Advanced Analytics in Oracle Data Visualisation Desktop/Cloud Service (2)

In my previous post, I have described how "out-of-the-box" analytical functions in Oracle Data Visualisation Desktop or Oracle Data Visualisation Cloud Service could be used very easily and efficiently.

In this blog, we will explore how to create new measures using standard analytical functions that are available in Formula Builder.

Like "out-of-the-box", you can use the following analytical functions:

Trendline: Fits a linear or exponential model and returns the fitted values or model. The numeric expr represents the Y value for the trend and the series (time columns) represent the X value.
Cluster: Collects a set of records into groups based on one or more input expressions using K-Means or Hierarchical Clustering.
Outlier: This function classifies a record as Outlier based on one or more input expressions using K-Means or Hierarchical Clustering or Multi-Variate Outlier detection Algorithms.
Regr: Fits a linear model and returns the fitted values or model. This function can be used to fit a linear curve on two measures.
Evaluate_Script: Executes an R script as specified in the script_file_path, passing in one or more columns or literal expressions as input. The output of the function is determined by the output_column_name. We will discuss this function call in my final post of the series.

Even though Forecast is listed in Time Series functions, it can be considered as a Analytical function and that is why I am presenting it in this post.

Add a New Calculation

Let's take a look how can one add a new calculation. Open Data Visualisation Desktop (all steps are the same for DVCS as well).

Open Data Elements panel and locate Add Calculation link at bottom right corner of the panel (not canvas). Click on it.

Obviously, new calculation has to be named, but on the right panel, you can scroll down to Analytics functions and expand the subtree to check for available functions. All five functions are displayed.

You can click on one function and its syntax will appear in the formula box on the left.

Trendline

Let's create a line chart visualisation with Order date as a Category and Customer Segment (filter on value Customer) and Gross Unit Price as a measure:

If you want to create a new calculation using Trendline analytical function use the following syntax:

TRENDLINE(numeric_expr, ([series]) BY ([partitionBy]), model_type, result_type)

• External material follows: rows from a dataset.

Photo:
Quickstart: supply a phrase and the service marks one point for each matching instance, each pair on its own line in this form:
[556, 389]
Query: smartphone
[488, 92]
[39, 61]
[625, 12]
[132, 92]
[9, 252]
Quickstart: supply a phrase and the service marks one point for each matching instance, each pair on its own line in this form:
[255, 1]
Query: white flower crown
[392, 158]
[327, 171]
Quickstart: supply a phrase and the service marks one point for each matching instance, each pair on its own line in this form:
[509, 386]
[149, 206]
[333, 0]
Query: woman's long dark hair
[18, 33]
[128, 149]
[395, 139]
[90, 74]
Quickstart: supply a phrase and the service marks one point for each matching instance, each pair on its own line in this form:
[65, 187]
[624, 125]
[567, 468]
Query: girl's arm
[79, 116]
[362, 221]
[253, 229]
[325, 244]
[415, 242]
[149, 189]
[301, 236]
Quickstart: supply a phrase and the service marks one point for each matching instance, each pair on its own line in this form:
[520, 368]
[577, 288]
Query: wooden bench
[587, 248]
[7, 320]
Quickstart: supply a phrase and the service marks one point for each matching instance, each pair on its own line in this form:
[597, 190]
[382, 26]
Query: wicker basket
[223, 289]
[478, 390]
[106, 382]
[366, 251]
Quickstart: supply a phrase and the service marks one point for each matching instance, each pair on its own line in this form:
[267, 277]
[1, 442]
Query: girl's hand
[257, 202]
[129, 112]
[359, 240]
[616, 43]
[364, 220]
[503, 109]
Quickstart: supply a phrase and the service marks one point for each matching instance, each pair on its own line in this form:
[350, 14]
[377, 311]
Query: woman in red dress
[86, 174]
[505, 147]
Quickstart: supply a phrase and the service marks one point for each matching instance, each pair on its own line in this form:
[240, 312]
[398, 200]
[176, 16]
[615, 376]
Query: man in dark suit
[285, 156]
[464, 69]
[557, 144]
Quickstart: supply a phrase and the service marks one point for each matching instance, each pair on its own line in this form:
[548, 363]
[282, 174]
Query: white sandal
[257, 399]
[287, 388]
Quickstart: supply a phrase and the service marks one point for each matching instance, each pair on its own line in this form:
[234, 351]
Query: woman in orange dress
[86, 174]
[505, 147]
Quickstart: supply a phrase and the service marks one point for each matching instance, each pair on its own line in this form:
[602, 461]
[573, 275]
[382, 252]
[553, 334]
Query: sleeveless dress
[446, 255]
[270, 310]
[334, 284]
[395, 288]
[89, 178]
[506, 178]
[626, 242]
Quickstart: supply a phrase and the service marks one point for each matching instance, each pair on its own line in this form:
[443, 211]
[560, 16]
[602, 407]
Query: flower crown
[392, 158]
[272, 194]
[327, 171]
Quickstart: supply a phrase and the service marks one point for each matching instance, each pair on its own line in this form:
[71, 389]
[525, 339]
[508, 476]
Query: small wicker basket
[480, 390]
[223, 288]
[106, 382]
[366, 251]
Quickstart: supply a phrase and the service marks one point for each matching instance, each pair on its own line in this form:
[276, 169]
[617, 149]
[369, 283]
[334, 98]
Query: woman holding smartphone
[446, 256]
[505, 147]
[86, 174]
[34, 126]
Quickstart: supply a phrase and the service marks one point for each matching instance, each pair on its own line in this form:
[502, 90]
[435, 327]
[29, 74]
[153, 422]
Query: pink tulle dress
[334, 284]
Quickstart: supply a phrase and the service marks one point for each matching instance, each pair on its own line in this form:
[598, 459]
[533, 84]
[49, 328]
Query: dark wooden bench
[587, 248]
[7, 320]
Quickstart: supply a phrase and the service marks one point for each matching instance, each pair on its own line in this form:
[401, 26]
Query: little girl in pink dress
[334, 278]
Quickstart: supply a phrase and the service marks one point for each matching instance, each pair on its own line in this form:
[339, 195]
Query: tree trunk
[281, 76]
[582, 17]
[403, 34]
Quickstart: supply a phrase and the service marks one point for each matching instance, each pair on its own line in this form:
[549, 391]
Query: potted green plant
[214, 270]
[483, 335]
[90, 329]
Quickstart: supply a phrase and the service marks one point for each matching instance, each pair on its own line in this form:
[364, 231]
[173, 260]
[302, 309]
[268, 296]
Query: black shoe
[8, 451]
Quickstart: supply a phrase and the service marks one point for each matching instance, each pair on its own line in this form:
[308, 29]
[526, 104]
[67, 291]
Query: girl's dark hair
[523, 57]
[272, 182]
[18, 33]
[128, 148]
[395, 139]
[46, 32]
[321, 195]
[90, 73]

numeric_expr is plotted on Y axis and is a measure in most cases, for example Sales or Gross Unit Price in our case. series is in most cases a time series attribute, in our case Order Date and it is plotted on X axis. partitionBy is an attribute or attributes that is included in the view but not displayed on X axis. model_type can be LINEAR or EXPONENTIAL and result_type is VALUE or MODEL. VALUE returns regression values for given X values in the sample. MODEL returns all parameters.

Create a new calculation now:

And add calculation to the chart:

The light blue line shows the linear trend. You could have selected EXPONENTIAL instead of LINEAR. Example below shows both Trend lines, exponential is the lower one.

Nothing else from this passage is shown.